Le CEJA se montre disposé à partager son expérience avec le CNDHL
Le Centre d’Etudes Juridiques Africaines a aussi tenu la même promesse d’accompagnement à l’endroit de la Commission Nationales des Droits de l’Homme et des Libertés Fondamentales (CNDHL). Sur invitation de cette dernière, le Dr Ghislain Patrick Lessène, directeur exécutif de CEJA n’a pas caché son envie et sa motivation de partager son expérience et ses contacts avec les commissaires afin de les aider à renforcer leurs compétences dans le cadre de leur mission. L’objet principal de cette rencontre était axé sur le TdR préparé par le président de cette institution et sur le rapport d’un expert sur l’indépendance de la commission conformément aux Principes de Paris. Toutes ces activités ont un seul objectif : « rendre meilleure la visibilité et l’effectivité du droit en Centrafrique pour un changement profond et efficace des mentalités et conditions de vie sur notre continent. »
1er lauréat du concours de droit organisé à Bangui par CEJA, Dieu-Merci Ali Sekemo a eu le privilège d’assister à la 53ème session du conseil des droits de l’homme à Genève
Le Centre d’Etudes Juridiques Africaines a le mérite de démystifier les notions de droit en milieu jeune en organisant depuis 2022 le concours sur le droit de l’homme. La troisième édition se prépare activement au sein de différents lycées (publics et privés) de la capitale ; la thématique de ce concours (un procès fictif) de cette année porte sur les élections, une thématique tout indiquée puisque l’année 2025 est une année des élections en Centrafrique: municipales, présidentielle. S’il y a quelqu’un de mieux placé pour parler en bien des retombées cette activité initiée par CEJA, c’est bien Dieu-Merci Ali Sekemo , le tout premier lauréat de ce concours, très apprécié dans le milieu scolaire. Ce jeune est aujourd’hui à la tête de la présidence de l’association des élèves en Centrafrique (USCA); et grâce au Centre d’Etudes Juridiques Africaines, il a assisté à la 53ème session du Conseil des droits de l’homme à Genève où il a eu le privilège d’être parmi les invités d’honneur.

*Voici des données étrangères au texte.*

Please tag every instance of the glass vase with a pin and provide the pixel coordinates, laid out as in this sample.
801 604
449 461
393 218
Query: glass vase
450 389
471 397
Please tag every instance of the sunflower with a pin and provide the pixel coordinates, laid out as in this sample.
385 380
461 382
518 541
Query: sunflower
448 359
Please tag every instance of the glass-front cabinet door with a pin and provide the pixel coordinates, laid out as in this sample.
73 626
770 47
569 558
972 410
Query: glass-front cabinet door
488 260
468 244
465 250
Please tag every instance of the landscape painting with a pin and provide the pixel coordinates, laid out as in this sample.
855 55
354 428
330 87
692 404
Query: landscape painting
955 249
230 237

L’édition prochaine de ce concours sur le droit de l’homme est prévue en principe en février 2025, elle se prépare déjà activement avec l’appui des proviseurs des lycées, impliqués dans l’organisation. Comme la seconde, elle va se dérouler dans la salle de l’audience de la Cour pénale spéciale (CPS) et surtout dans les mêmes conditions d’un vrai procès. Les élèves du lycée Providence Saint Charles détiennent le trophée du vainqueur de l’édition précédente.